Herzklopfkino

Nachdem Madame Mimieux a.k.a. Shoshanna, die Entflohene, beim Buchstaben an ihr Kino hängen von Nazis abgeholt wird und an einen für den Zuschauer in diesem Moment noch unbekannten Ort verfrachtet wird, beginnt mein Herz wie verrückt zu „pöpperle“.

Es wird nicht das letzte Mal sein in den nächsten zehn Minuten.

Umso erstaunlicher also, dass das nächste Szenenbild keine mickrige Gefängniszelle oder einen schummrigen Bahnhof darstellt, sondern eine sehr edle Tischgesellschaft. Vielleicht nicht mehr ganz so edel, wenn der gelbe, fette Schriftzug einem klar macht, dass die Kamera gerade „Dr.“ Joseph Goebbels umkreist hat. Shoshanna, wie wir noch ungewiss über die ganze Situation, wird über sitzende Köpfe hinweg, zum feinsten Tisch des Restaurants geführt, wo sie schon sehnlichst von Frederick Zoller erwartet wird. Nahaufnahmen aller Beteiligten (ausser Zoller natürlich) zeigen, dass irgendwie alle etwas Komisches in der Luft spüren. Gerede, bis irgendwann klar ist, das die Mimieux gar nicht in Gefahr ist, sondern man (Zoller) ihr Kino als Aufführungsort der Premiere des Nazipropagandafilms „Stolz der Nation“ gewünscht hat.

Äusserst unangenehm für die Jüdin Shoshanna, Aufatmemoment für den Zuschauer.

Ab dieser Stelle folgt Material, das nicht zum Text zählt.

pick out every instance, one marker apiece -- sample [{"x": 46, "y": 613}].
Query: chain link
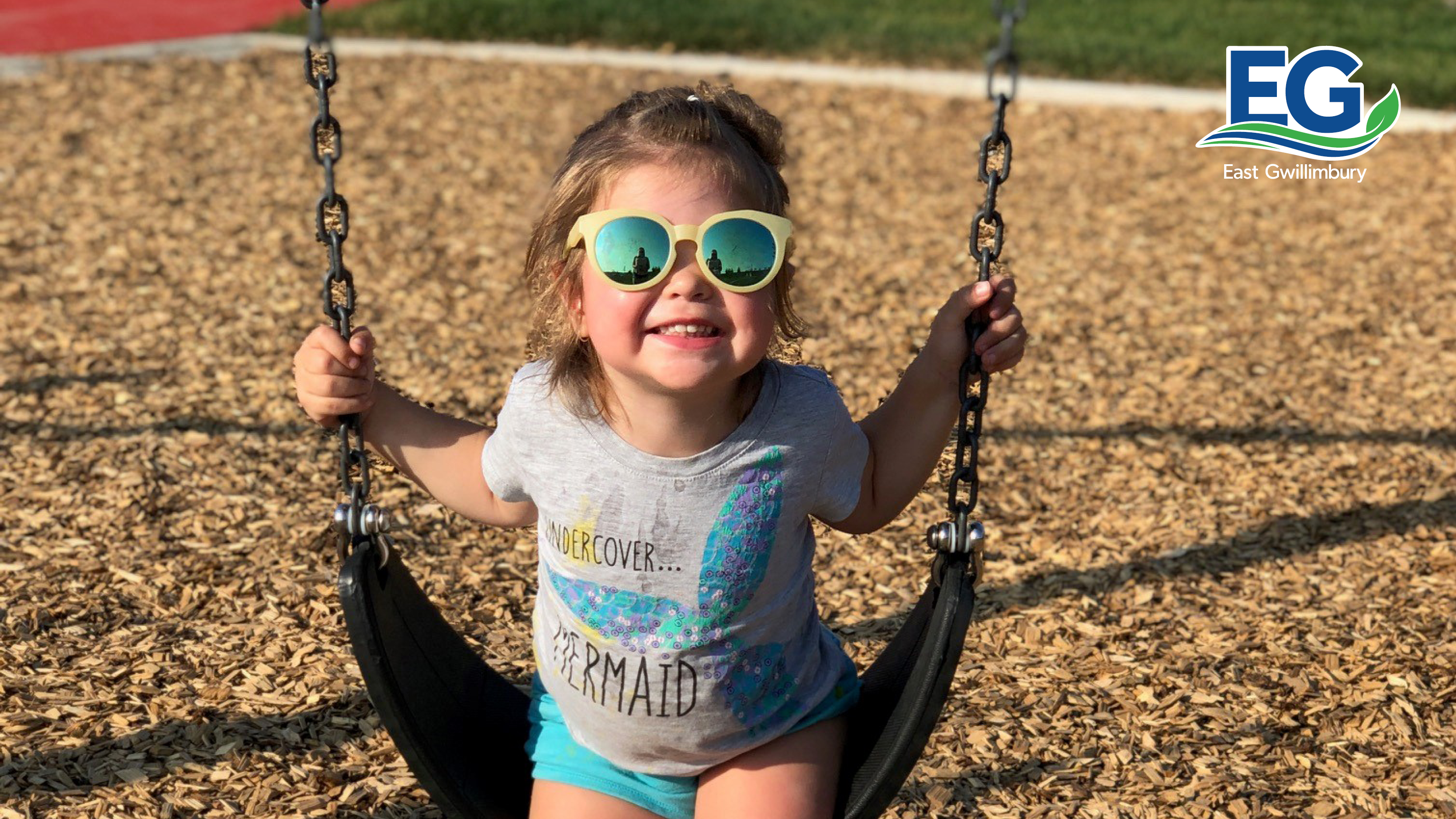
[
  {"x": 331, "y": 219},
  {"x": 988, "y": 221}
]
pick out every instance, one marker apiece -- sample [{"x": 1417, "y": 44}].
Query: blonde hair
[{"x": 721, "y": 135}]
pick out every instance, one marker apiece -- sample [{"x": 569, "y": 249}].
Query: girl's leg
[
  {"x": 560, "y": 801},
  {"x": 792, "y": 778}
]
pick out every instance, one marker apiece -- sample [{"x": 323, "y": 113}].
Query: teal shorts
[{"x": 560, "y": 758}]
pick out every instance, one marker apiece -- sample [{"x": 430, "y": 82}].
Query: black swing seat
[{"x": 462, "y": 726}]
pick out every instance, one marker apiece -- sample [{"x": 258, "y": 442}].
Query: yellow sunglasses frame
[{"x": 590, "y": 225}]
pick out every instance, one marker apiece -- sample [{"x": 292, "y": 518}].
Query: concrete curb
[{"x": 916, "y": 80}]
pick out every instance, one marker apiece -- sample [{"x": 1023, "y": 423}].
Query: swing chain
[
  {"x": 961, "y": 534},
  {"x": 359, "y": 520}
]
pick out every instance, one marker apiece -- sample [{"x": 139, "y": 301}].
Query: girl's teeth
[{"x": 688, "y": 331}]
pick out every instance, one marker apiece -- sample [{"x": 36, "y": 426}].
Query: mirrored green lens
[
  {"x": 633, "y": 249},
  {"x": 739, "y": 252}
]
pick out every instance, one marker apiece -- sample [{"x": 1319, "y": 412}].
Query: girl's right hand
[{"x": 335, "y": 379}]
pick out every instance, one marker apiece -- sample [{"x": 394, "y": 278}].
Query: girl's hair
[{"x": 724, "y": 136}]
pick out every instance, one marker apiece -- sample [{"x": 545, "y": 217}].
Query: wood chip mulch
[{"x": 1219, "y": 488}]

Weiteres Gerede, vor allem auf Deutsch. Mitten im Gespräch ein Ruf von Goebbels:“Ah Landa! Da sind sie ja!“ Zum ersten Mal startet eine Hintergrundmusik, ein Trommelschlagen, zum zweiten Mal schlägt mein Herz schneller. Landa bückt sich von oben in die Halbnahe die auf die sitzende Shoshanna fokussiert ist und küsst ihre Hand. Mein Herzschlag verdoppelt sich ein weiteres Mal. Ein Flashback zu Shoshannas Flucht. „Au Revoir, Shoshanna!“

Landas Stimme hat keine Zeit abzuhallen, wir sind schon wieder im hier und jetzt. Goebbels verabschiedet sich, Shoshanna will ebenfalls aufstehen, wird aber von einer Hand zurückgehalten. Landa. Nur Shoshannas Gesicht, ihre versteckte Besorgnis, ist zu sehen, während Zoller abklärt, weswegen sie denn noch genau sitzen bleiben müsse.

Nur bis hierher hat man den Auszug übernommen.